L’histoire est originale : Isigny Ste-Mère, groupe laitier dirigé par deux CCEF, a eu l’idée d’emmener quatre PME plus petites dans son sillage à la conquête du marché nord-américain, avec l’aide d’un V.I.E.
Daniel Delahaye, directeur général d’Isigny Ste-Mère et président des CCEF Basse-Normandie, et Luc Lesénécal, directeur général adjoint et CCEF également, ont décidé début 2009 de parrainer 4 PME de Basse-Normandie, appartenant à leur secteur d’activité l’agroalimentaire. Ce sont le groupe Rougereau (Les Toques rebelles,
académie culinaire et photos culinaires) Chevaliers d’Argouges (chocolatier), Le Manoir des abeilles (fabricant de miel et biscuits) et Frisson normand (fabricant de confiture de lait ).
Comme le raconte Luc Lesénécal : « Il a d’abord fallu identifier des entreprises intéressées par ce projet avec comme critères : que ce soient des entreprises agroalimentaires de la région, primo-exportatrices, mais avec des produits exportables et de qualité pour coller à notre image.
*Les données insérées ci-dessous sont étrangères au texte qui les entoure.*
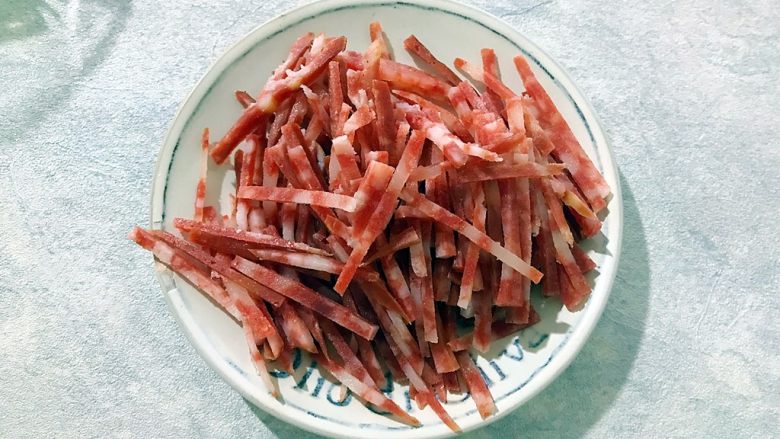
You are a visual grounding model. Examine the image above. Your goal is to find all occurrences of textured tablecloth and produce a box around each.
[1,0,778,437]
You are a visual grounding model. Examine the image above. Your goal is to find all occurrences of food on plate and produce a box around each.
[129,23,609,431]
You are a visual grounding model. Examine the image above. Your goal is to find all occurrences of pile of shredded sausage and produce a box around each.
[129,23,610,431]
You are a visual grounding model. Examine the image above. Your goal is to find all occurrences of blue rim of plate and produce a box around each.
[148,0,623,438]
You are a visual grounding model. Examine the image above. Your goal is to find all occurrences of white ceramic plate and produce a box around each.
[149,0,622,437]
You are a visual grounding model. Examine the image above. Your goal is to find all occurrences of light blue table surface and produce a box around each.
[1,0,778,437]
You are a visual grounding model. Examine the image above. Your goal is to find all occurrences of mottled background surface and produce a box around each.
[1,0,778,437]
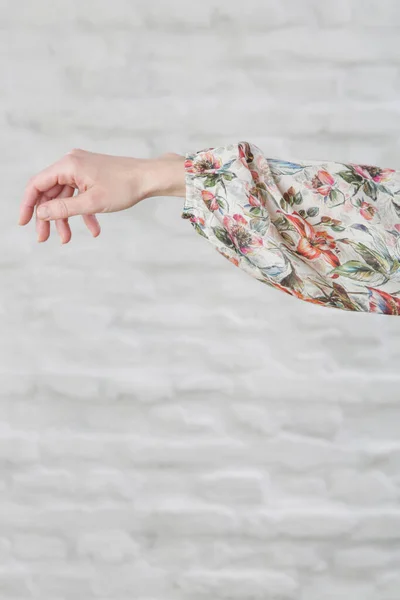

Je crois qu’il est important de rester dans notre métier pour les faire profiter de notre expérience. » La sélection des 4 PME est le fruit d’une collaboration entre les CCEF, le Comité d’expansion agroalimentaire, la chambre de commerce régionale et Ubifrance.
Isigny Ste-Mère, groupe laitier qui exporte 40 % de sa production, principalement des fromages, a choisi de les emmener dans une zone qu’il connaît déjà bien : les États-Unis et le Canada. « Je pense, explique Luc Lesénécal, que nous avons une carte à jouer aux États-Unis avec l’image de la Normandie et de la
specialty food. »
Leur idée, au cœur des missions des CCEF, fut de mettre en place un V.I.E à temps partagé entre ces 4 PME. Solution intéressante puisque cela leur revient à un peu moins de 1 000 euros par mois tout compris (salaire du V.I.E, bureau, frais de déplacement, voiture). Et cela grâce à l’aide de la région qui prend en charge la moitié du coût du V.I.E, mais aussi grâce à l’aide logistique d’Isigny qui l’héberge dans son bureau à New York.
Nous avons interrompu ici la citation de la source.